Ian Chappell does not see anything wrong with Nagpur pitch

Chappell virtually supported all those arguments put forward by the likes of Indian Team Director Shastri and captain Virat Kohli, who have pointed out that some Test matches on seaming pitches in Australia and South Africa have ended inside three days and hence there was nothing wrong with the Nagpur wicket.

Ian Chappell wondered why a track offering spin on the first day can be worse than a wicket which assists seam and pace on the opening day.   -  PTI

Virtually backing the Indian position, former Australian captain Ian Chappell does not see anything wrong in the spin-friendly Nagpur pitch which saw India thrash South Africa inside three days in a recent Test, saying matches played elsewhere on seaming tracks have ended “in the blink of an eye”.

On a wicket which spun from day one, India thrashed South Africa by 124 runs inside three days in the third Test at the VCA stadium at Nagpur last month, prompting the ICC to seek a report from BCCI regarding the “poor” condition of the track.

Chappell virtually supported all those arguments put forward by the likes of Indian Team Director Shastri and captain Virat Kohli, who have pointed out that some Test matches on seaming pitches in Australia and South Africa have ended inside three days and hence there was nothing wrong with the Nagpur wicket.

“With controversy surrounding the surfaces prepared for Test matches in Nagpur and Adelaide, it’s time to ask the question: is it the pitches or the performers who are responsible for Test matches being over in the blink of an eye?” Chappell wrote in a column which appeared in ‘Cricinfo’.

“Ravi Shastri, the Indian team director, quite rightly made the point that if the ICC was investigating the surface in Nagpur, then why wasn’t a similar forensic examination being conducted on the Adelaide pitch, where the match was completed in a similarly short time frame?” said Chappell.

In the first ever day-night Test match in Adelaide last month, Australia had beaten New Zealand inside three days.

Chappell wondered why a track offering spin on the first day can be worse than a wicket which assists seam and pace on the opening day.

“A good batsman prides himself on his ability to prosper under any conditions, enjoying whatever challenge is presented. Why should a pitch that spins on the opening day be deemed worse than one that seams first up?” asked the 72-year-old Chappell who played for Australia in 75 Tests between 1964 and 1980.

“That brings us to the question: What is a good pitch? A good pitch is one that provides a contest between bat and ball and hopefully a close finish. That means a good pitch can vary from region to region. In some places the surface will suit faster bowlers and in others, it will favour spinners,” added Chappell.

Chappell advised international teams to start looking at the technique of their own players and stop blaming curators.

“Both teams have to play on a Test pitch and it’s not the curator’s fault if one side is either technically unable to cope or is beaten before a ball is delivered,” he said.

“There’s certainly a need for an investigation but it should be looking at how cricket is evolving and what is the best way for the game to progress. It’s time to start looking at the players and stop blaming the curators.”

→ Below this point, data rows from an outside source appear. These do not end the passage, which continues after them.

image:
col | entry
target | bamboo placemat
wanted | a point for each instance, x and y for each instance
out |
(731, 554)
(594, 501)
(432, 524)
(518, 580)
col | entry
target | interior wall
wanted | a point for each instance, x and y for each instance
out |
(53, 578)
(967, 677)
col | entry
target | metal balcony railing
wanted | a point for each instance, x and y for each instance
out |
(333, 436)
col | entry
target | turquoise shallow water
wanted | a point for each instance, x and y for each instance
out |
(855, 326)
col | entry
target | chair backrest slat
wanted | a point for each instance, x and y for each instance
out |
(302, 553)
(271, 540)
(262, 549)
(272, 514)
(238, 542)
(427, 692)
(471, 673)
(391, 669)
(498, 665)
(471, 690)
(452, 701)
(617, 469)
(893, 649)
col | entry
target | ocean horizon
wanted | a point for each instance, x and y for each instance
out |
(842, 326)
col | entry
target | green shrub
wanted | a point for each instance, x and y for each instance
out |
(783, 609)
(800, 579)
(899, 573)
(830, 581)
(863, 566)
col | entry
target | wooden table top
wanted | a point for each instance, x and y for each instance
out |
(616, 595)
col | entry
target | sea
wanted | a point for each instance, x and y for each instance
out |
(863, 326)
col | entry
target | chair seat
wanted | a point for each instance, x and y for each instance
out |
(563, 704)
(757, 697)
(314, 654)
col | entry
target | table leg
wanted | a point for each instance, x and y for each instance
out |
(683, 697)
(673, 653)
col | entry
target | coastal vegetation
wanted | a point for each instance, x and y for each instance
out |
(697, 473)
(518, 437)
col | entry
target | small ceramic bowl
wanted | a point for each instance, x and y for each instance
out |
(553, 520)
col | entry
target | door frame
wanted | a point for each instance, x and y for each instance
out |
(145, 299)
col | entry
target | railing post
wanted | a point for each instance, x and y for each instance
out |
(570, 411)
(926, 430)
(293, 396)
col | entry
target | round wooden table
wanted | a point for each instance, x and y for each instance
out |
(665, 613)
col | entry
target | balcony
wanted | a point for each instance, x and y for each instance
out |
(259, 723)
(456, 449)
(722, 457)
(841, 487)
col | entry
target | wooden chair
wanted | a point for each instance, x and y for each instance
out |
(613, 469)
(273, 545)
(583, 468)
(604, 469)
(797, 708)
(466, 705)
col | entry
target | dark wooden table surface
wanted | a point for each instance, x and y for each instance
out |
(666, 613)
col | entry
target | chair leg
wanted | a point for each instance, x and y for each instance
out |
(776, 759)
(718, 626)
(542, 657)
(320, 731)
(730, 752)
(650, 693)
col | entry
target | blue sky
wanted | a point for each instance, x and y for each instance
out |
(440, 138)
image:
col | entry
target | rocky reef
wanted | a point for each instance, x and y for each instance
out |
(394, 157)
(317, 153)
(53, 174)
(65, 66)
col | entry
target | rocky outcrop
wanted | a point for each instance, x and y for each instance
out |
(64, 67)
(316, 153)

He felt the South African team, which lost to India 0-3 in the recent four-match Test series, lacked the technique to cope with the conditions.

“I watched some of South Africa’s batting in Delhi, on a pitch that was even for both sides, and I’m not surprised they were exterminated in Nagpur. If South Africa continue to utilise flawed techniques and mindsets, it won’t matter where they are playing, they will encounter difficulty.”

“In many cases the technique and mindset were designed purely for survival. If you allow spinners to dictate terms for long periods, with fielders hovering round the bat, on pitches providing assistance, then survival will be brief,” said Chappell.

“The better the spinner, the more aggressive the batsman’s thought process should be, as this promotes decisive footwork rather than a feeling that your sprigs are stuck in freshly laid tar. An aggressive thought process doesn’t necessarily mean seeking regular boundaries; a succession of singles can disrupt the line and length of the best spinner. With a string of singles he’s got to constantly change plans, and unless he’s patient, that will drive him to distraction,” he said.

The former captain said that there would not be this issue of advantage of home-town-pitches if the teams were well-balanced.

“If Test teams are well balanced and capable of performing adequately under any conditions then there would be no advantage gained by preparing ‘home-town pitches’ In fact a trend towards Test pitches that provide encouragement to bowlers might actually convince batsmen of the need to seek a well-rounded technique, one that’s equally adept at combining aggressive and survival techniques.”

Talking about the Adelaide pitch, he said, “In Adelaide, the debate raged over the amount of grass left on the pitch. Bearing in mind the surface had to cope with Test cricket under lights for the first time and the use of a different-coloured ball, I thought the pitch was fair. It certainly provided a keen contest.”

“I was accustomed to seeing Australian pitches covered with an even mat of grass, and if this again becomes a trend it will be good for the game. I found the Adelaide Test enthralling but what preceded it on a dull Perth pitch and followed at Bellerive with a lifeless and utterly inept West Indies team, less than inspiring.”